La recente decisione della Corte di Cassazione di rinviare alla Corte d’Appello di Torino il caso Vautero, relativo a danni da fumo, potrebbe segnare una svolta nel modo in cui la giustizia italiana affronta la responsabilità delle multinazionali del tabacco. Tradizionalmente restia a riconoscere risarcimenti ai fumatori, la giurisprudenza italiana potrebbe ora aprirsi a nuovi scenari.
Un contesto giuridico in evoluzione
In passato, la Cassazione ha sempre sottolineato l’autoresponsabilità del fumatore, escludendo il legame causale tra fumo e malattia quando la scelta di fumare era considerata libera e consapevole. Tuttavia, sentenze come quella del Tribunale di Milano del 2014 hanno proposto un’interpretazione diversa, considerando il tabacco un prodotto pericoloso e applicando l’articolo 2050 del Codice Civile.
Norme e responsabilità del produttore
Il Codice del Consumo stabilisce l’obbligo per i produttori di fornire informazioni chiare sui rischi e di rispondere per eventuali difetti del prodotto. Tuttavia, il danneggiato deve dimostrare il danno, il difetto e il nesso causale, che resta il principale ostacolo nei contenziosi da fumo.
Perché il rinvio è importante
Il rinvio deciso dalla Cassazione potrebbe riflettere un mutato approccio, più attento alle evidenze scientifiche sulla dipendenza da nicotina e alle strategie comunicative ingannevoli adottate da alcune multinazionali. Il caso Vautero potrebbe quindi costituire un banco di prova per valutare in modo più critico la condotta dei produttori, specie in relazione alle informazioni fornite ai consumatori in passato.

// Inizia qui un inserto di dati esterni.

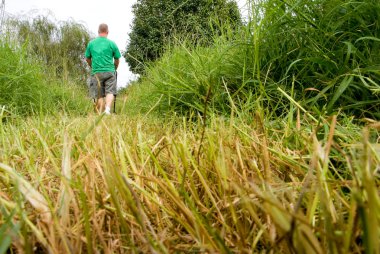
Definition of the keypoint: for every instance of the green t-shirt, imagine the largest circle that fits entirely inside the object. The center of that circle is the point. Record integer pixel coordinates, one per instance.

La questione del nesso causale
Uno dei punti chiave resta la prova del legame tra consumo di sigarette e insorgenza di malattie. La giurisprudenza italiana ha finora richiesto un nesso diretto e certo, ma alcune pronunce (come ancora quella del Tribunale di Milano) hanno adottato criteri meno rigidi, basandosi su dati epidemiologici e probabilità giuridica, come accade in altri paesi.
Prospettive e impatti
L’eventuale riconoscimento della responsabilità delle aziende del tabacco potrebbe avere ripercussioni ampie: non solo sul piano giudiziario, con un possibile aumento delle cause, ma anche su quello economico e sociale. Potrebbero aprirsi spazi per politiche più efficaci nella prevenzione del tabagismo e per una maggiore tutela delle vittime.
Conclusione
Il caso Vautero potrebbe segnare l’inizio di un cambio di rotta nella giurisprudenza italiana in materia di danni da fumo. L’esito del nuovo esame da parte della Corte d’Appello di Torino sarà cruciale per capire se ci si avvierà verso un sistema più attento alla tutela del consumatore e più critico nei confronti delle pratiche delle multinazionali del tabacco.